Тата Суслова Маня

Хрусткий снег ломался под ногами. Две чёрные фигуры, закутанные в шали, брели по заледенелой реке. Денница догорала на посветлевшем небе, занималось утро.

– Мань, ну что же ты не сбежишь? – участливо говорила старшая женщина.

– А куда бежать-то? – отзывалась молоденькая девчонка, удивлённо поднимая соболиные брови вразлёт и тараща крапчатые глаза. Пушистый платок не закрывал свежей ссадины на виске, стекающей синяком под глаз.

– К родителям вернёшься. Что, думаешь, не примут, дочь же родная? – не унималась соседка и сильнее закуталась в овечий тулуп.

– Эх, поздно, на сносях я. Там своих ртов четверо, ещё я приблужусь с дитём. Нет, не снесу такого позора, – девушка решительно замотала головой.

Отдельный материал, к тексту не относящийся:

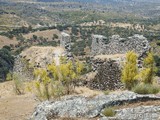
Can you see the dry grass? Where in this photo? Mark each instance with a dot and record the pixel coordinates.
(84, 91)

– Маня, – мягко продолжала подруга, как будто дитё неразумное уговаривала съесть ложечку за маму, – да он тебя прибьёт в горячке, твой танкист. Как фашистов бил под Сталинградом.

– Любонька, он хороший, только израненный сильно. Чудит, если выпьет. Ну, бывает. А так любит меня. А знаешь, какой умный? У нас весь дом книжками завален и если в город едет, то привозит новые книги. Потом читает их везде, обедать не дозовешься. Ему бы учиться…

– Манька, очнись! – Люба легонько встряхнула подругу за плечи, – такие не меняются! Жди с ними беды, с пьяницами проклятыми.

– Мой Саша не такой! – отрезала Маня и потупила глаза.

До завода шли молча. Да и о чём ещё говорить?

Отпахали смену. Люба ждала подругу на проходной.

Завьюжило. Декабрь выдался лютый в этом году. Реку сковало уже в середине месяца. Зато можно было ходить домой, а не проситься на ночлег к девочкам в общежитие, как делали в распутицу или ледостав.

Снежные хлопья залепляли глаза. Подруги взялись под руку и пошли в сторону дома. До родного острова всего шесть километров по льду, но по непогоде часа два ходу.

Снег залетал в рот, мешая говорить. Люба косилась на подругу. Худющая, одни глаза-блюдца на осунувшемся лице. Женщина не выдержала:

– Мань, а рожать-то когда?

– Да, нескоро ещё, весной. Только распутица будет, боюсь, в больницу не доберусь.

Люба так и всплеснула руками:

– Так у тебя уже месяцев пять срок, что ли? – стройный стан подруги не выдавал её секрета, – А твой-то знает?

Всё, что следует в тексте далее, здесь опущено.